Auteur(s): Kuchta B, Firlej L., Roth M.w.

(Affiches/Poster) Fundamentals of adsorption FOA10 (Awaji, JP), 2010-05-23


Résumé:

Mechanism of adsorption of nitrogen multilayers on the basal plane of graphite has been studied using Monte Carlo method. To account for multi-phase equilibrium large scale (~6000 molecules) simulations have been carried out in canonical ensemble, for surface coverage equivalent to more than four layers. To get more insight in the metastability aspect of the simulated situation and better understanding of the experimental phase diagram, the simulations were performed starting from liquid-like disordered configurations and progressively lowering the temperature from 100 K to 10 K. The analysis is focused on the system spatial heterogeneity and its influence on structures and phase transitions. An intricate phase situation is observed due to the competition between intermolecular and N2-graphite interactions. The multilayer structure is strongly spatially non-uniform, the molecular arrangement in each individual layer changing from herringbone in the first layer to pinwheel in the forth one.

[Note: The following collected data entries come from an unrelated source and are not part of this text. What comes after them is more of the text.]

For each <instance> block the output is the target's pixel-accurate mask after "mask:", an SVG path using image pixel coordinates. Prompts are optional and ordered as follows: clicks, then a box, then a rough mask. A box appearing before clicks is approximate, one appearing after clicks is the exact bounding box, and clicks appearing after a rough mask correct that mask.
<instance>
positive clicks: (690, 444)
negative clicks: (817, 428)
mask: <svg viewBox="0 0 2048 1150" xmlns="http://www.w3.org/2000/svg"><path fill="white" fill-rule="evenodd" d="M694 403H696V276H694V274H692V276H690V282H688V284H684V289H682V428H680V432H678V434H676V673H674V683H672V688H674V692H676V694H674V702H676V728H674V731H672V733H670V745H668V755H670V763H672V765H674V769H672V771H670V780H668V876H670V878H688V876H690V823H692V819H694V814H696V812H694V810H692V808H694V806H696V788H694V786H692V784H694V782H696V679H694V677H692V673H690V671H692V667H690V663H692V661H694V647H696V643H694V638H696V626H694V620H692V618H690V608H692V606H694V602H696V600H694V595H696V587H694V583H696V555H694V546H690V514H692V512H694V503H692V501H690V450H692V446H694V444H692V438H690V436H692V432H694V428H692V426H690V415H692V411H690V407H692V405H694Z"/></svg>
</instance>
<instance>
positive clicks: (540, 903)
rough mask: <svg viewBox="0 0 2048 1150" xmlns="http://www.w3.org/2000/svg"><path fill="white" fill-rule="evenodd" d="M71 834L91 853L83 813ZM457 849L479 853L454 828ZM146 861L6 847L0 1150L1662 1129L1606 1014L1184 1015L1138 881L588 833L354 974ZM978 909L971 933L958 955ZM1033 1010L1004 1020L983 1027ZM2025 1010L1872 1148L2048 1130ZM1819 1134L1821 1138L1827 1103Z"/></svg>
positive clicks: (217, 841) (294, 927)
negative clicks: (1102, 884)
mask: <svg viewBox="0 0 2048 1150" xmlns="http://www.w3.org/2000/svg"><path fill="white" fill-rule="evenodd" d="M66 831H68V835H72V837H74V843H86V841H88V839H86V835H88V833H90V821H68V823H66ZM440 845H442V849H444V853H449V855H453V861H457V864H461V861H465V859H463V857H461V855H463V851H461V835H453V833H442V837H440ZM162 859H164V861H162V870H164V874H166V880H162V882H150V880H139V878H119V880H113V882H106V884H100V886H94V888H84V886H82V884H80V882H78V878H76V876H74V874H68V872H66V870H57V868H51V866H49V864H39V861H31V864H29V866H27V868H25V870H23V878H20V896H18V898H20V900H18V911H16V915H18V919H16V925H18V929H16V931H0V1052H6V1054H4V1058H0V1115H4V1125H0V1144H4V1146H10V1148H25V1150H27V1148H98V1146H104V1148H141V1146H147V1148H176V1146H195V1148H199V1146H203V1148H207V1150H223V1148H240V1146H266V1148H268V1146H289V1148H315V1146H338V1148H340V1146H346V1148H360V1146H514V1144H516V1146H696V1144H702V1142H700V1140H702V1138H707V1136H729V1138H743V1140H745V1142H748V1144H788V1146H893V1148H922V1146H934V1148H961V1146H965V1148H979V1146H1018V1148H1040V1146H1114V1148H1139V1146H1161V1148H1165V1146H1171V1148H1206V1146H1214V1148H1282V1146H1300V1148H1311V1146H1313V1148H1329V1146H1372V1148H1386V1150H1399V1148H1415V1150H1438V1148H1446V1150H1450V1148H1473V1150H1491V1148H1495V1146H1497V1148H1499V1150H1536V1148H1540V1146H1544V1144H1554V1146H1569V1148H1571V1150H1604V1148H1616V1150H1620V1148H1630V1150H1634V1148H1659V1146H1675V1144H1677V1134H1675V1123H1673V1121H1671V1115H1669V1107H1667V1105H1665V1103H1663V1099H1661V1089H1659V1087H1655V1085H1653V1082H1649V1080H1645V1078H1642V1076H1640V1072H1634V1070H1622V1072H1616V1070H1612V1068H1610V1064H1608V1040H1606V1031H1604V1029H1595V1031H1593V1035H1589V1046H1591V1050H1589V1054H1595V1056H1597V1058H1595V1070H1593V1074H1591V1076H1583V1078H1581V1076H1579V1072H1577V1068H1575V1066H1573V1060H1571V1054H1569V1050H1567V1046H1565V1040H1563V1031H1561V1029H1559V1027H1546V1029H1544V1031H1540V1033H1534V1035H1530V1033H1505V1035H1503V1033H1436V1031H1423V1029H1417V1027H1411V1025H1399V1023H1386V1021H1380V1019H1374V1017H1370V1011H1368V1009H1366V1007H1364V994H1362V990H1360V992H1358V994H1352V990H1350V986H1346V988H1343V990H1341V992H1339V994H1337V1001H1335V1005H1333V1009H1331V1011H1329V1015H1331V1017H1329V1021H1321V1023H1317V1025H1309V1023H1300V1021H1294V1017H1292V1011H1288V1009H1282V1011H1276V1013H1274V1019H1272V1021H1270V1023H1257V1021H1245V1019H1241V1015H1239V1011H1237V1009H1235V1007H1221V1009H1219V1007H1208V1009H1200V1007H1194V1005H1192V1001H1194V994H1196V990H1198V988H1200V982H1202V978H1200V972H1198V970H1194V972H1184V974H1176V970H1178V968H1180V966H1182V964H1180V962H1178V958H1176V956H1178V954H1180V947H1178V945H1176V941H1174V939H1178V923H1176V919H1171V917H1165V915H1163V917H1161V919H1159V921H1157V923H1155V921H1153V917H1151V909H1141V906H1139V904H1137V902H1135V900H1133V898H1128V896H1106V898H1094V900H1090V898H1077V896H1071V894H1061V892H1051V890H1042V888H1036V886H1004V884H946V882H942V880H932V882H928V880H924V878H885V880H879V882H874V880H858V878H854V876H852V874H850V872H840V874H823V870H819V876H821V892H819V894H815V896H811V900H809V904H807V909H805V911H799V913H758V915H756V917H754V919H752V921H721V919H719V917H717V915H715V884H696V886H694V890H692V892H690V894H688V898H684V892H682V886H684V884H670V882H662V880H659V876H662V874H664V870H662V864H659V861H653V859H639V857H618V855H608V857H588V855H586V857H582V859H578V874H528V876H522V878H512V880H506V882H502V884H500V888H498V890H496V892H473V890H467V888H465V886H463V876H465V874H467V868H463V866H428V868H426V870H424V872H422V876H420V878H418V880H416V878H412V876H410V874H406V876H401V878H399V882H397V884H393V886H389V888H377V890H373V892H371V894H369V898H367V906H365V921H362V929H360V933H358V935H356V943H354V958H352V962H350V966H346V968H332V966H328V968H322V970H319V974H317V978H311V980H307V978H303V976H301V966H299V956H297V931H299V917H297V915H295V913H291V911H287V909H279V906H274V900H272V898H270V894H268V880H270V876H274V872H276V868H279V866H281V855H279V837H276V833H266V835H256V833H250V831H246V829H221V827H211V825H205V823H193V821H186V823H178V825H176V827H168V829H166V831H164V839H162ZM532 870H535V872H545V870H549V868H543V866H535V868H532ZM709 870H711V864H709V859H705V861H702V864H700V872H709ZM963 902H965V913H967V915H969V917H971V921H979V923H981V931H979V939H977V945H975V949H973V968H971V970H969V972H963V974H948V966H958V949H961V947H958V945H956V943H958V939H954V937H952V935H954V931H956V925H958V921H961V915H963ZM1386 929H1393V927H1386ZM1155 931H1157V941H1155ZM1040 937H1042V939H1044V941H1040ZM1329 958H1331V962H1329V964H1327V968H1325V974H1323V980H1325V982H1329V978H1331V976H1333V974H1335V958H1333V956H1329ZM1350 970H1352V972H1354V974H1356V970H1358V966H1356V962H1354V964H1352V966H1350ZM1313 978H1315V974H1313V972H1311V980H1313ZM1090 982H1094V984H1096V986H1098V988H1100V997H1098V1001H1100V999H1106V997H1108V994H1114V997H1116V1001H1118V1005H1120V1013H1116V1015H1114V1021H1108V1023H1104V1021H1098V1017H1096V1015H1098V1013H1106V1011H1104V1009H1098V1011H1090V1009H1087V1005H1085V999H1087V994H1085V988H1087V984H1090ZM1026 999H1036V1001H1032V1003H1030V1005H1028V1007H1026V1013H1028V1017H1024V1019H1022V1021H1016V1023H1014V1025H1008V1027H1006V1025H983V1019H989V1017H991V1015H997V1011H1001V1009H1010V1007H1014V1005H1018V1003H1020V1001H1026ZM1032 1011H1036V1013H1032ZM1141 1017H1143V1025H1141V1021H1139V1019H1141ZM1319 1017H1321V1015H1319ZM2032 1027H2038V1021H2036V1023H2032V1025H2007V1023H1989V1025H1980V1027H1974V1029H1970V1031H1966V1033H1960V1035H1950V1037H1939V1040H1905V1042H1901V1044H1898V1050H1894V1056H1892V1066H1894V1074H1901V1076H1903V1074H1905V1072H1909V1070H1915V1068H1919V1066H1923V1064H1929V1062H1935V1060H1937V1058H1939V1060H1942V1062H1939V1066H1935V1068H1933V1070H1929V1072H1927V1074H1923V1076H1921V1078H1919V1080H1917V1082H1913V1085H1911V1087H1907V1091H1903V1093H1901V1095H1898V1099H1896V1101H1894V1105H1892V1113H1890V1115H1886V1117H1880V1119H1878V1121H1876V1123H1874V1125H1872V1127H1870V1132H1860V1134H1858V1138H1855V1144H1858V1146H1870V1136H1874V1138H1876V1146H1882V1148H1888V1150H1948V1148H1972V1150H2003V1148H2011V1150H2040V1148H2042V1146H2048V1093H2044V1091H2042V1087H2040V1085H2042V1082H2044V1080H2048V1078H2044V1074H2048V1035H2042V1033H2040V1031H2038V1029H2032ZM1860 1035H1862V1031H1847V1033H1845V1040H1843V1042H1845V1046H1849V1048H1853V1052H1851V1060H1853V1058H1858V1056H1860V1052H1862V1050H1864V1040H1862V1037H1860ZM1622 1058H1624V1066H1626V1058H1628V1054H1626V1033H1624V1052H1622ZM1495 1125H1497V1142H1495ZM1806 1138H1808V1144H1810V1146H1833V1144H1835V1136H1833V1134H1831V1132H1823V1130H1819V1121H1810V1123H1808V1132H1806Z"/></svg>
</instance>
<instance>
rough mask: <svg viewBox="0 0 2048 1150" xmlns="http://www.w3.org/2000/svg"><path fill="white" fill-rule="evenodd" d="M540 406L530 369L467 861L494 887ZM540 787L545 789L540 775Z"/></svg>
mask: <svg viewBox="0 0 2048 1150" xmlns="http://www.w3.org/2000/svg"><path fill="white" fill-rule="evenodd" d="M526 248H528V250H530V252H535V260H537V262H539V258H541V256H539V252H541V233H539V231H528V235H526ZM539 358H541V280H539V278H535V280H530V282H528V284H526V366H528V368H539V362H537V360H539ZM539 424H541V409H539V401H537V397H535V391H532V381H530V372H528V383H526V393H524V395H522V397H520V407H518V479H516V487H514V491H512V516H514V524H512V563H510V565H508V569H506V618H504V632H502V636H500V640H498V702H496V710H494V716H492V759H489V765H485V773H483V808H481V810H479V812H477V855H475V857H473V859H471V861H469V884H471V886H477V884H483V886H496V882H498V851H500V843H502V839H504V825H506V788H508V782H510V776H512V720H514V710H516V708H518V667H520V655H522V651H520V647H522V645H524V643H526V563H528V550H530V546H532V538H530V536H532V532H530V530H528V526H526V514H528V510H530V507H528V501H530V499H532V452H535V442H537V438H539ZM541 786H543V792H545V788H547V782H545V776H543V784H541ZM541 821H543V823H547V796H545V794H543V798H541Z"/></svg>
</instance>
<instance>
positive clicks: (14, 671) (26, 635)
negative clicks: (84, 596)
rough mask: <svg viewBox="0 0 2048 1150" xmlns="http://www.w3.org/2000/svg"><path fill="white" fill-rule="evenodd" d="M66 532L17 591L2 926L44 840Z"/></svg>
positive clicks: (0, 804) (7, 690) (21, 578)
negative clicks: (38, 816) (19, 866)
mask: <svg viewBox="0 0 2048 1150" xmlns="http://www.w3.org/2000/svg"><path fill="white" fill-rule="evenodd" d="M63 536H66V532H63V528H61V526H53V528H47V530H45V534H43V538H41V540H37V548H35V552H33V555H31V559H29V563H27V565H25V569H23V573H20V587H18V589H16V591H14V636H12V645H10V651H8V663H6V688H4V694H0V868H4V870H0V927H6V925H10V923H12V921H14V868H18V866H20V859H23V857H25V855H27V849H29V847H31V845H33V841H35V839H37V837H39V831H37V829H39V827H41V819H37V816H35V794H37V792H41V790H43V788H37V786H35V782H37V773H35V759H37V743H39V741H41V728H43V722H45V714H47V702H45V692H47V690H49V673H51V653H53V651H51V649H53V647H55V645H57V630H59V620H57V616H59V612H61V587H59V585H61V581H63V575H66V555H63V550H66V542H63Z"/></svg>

The commensurate multilayer structure is only metastable at low temperatures. The stable phase has still triangular symmetry within each layer, but with molecular packing that is 1.08 times denser than the commensurate one and is stabilized by the N2-N2 interactions.. Two structural phase transitions, orientational order-disorder and melting, are observed in each layer. Their mechanism and transition temperatures show strong variations depending on the layer position with respect to graphite. We observed that layers formed on freezing had higher than commensurate density. Certainly, such an effect can be observed only if surface coverage is larger than monolayer: a single layer is stabilized by the strong N2-graphite interaction and is always commensurate with graphite: this structure seems to be the most stable one. However, in the multilayer systems the intermolecular interactions overcome the influence of graphite corrugation. The final structure results from the competition between the interaction with graphite (which tries to stabilize the herringbone structure) and the 3D intermolecular forces (which favor cubic -phase). In consequence, the pinwheel-like arrangement is observed in higher layers as a part of molecular order in the <111> crystallographic planes of cubic structure. These numerical results concord for the first time and explain quantitatively the multi-structure arrangements observed in the experiments.